I love learning. Truly. There are times when I have only half-jokingly said that you can get me to willingly walk through pretty much any hell so long as I feel I am learning something in the process.
Every family develops a story, a way of ordering their small world in an attempt to ensure all essential roles are filled and some sense is made of the daily drama that inevitably ensues. In my birth family the story was that I was like my father, while my brother (who was a year younger than me) was like my mother. My father and I were fair-haired, supposedly even-tempered, and slow to anger, while my mother and brother were the hot-tempered, emotionally volatile brunettes. It made for a symmetrical if not necessarily accurate family portrait, and some very competitive broomball games after dinner on the rink in our backyard where, at forty below zero under a star-studded sky, my father and I played together to consistently out-score my mother and brother who were. . . well, not playing so well together.
Broomball victories aside there were many ways in which I was not like my father. But it did always seem to me that my father and I shared an endless curiosity about how things worked. He was the one who encouraged my dinner time musings and questions about faith, God, social justice and human responsibility. It was only as an adult that I realized how greatly our areas of interest differed with my father’s curiosity primarily and almost exclusively directed toward concrete problems while my own musings ran less exclusively but more generally to abstract, spiritual questions. Realizing this, I was all the more appreciative of how he had supported me in my esoteric and ethical explorations.
But, despite this difference, what I shared with and learned from my father was a delight in and willingness to learn- to go to what Buddhists call beginner’s mind- the mind that knows it does not know and is willing to learn. Dad candidly confessed what he did not know, never pretended to know something he didn’t, and was willing and eager to learn from anyone and everyone- regardless of age or position- if they had something they were willing to share. Although he had always done physical labour as a Hydro lineman, when he retired at fifty-five he set about learning how to use a computer- something he doggedly pursued by asking questions of library workers, computer store clerks, the kid next door and pretty much anyone else who appeared to be the least bit computer literate.

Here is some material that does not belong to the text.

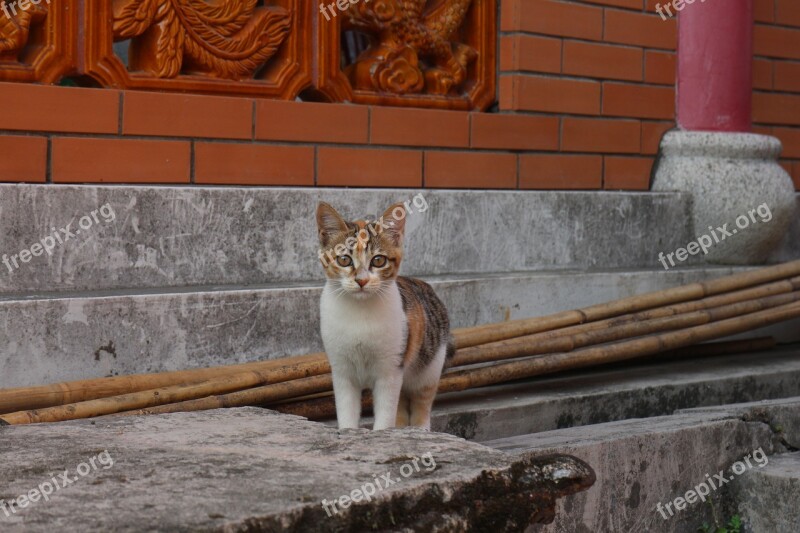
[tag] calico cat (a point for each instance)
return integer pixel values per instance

There is one story that stands out for me when it comes to understanding what my father taught me about learning. One day, long after my brother and I had left our childhood home, while trying to figure out how to make a household repair my father found himself needing to know how to calculate the volume of a cylinder. Neither my brother nor I were available by phone (although honestly I am not sure I would have remembered how if he had reached me.) He was not yet on the internet, and there were no math text books in the house. So, after trying unsuccessfully to figure it out my father called the local high school and asked to speak to a math teacher. When the receptionist asked why, he explained his problem and told her that he assumed a math teacher would have the information he needed. He told her that he himself had not graduated from the eighth grade and, if he’d ever been taught how to do the calculation, certainly could not remember it now. She put him on hold and, after a few minutes, a bemused sounding teacher came on the line and told him the formula for calculating the volume of a cylinder.
My father taught me to enjoy the process of learning for its own sake- for the beauty of the questions, the fun of the investigation, and the satisfaction of figuring something out or at least trying to. One of the hardest things about watching him journey deeper into the mental confusion of advanced Alzheimer's is knowing that this joy has been taken from him.
This coming Sunday is Father’s Day, and I am grateful that my father taught me to love learning, take pleasure in puzzling and embrace beginner’s mind over and over. Thanks Dad. I love you. Happy Father’s Day.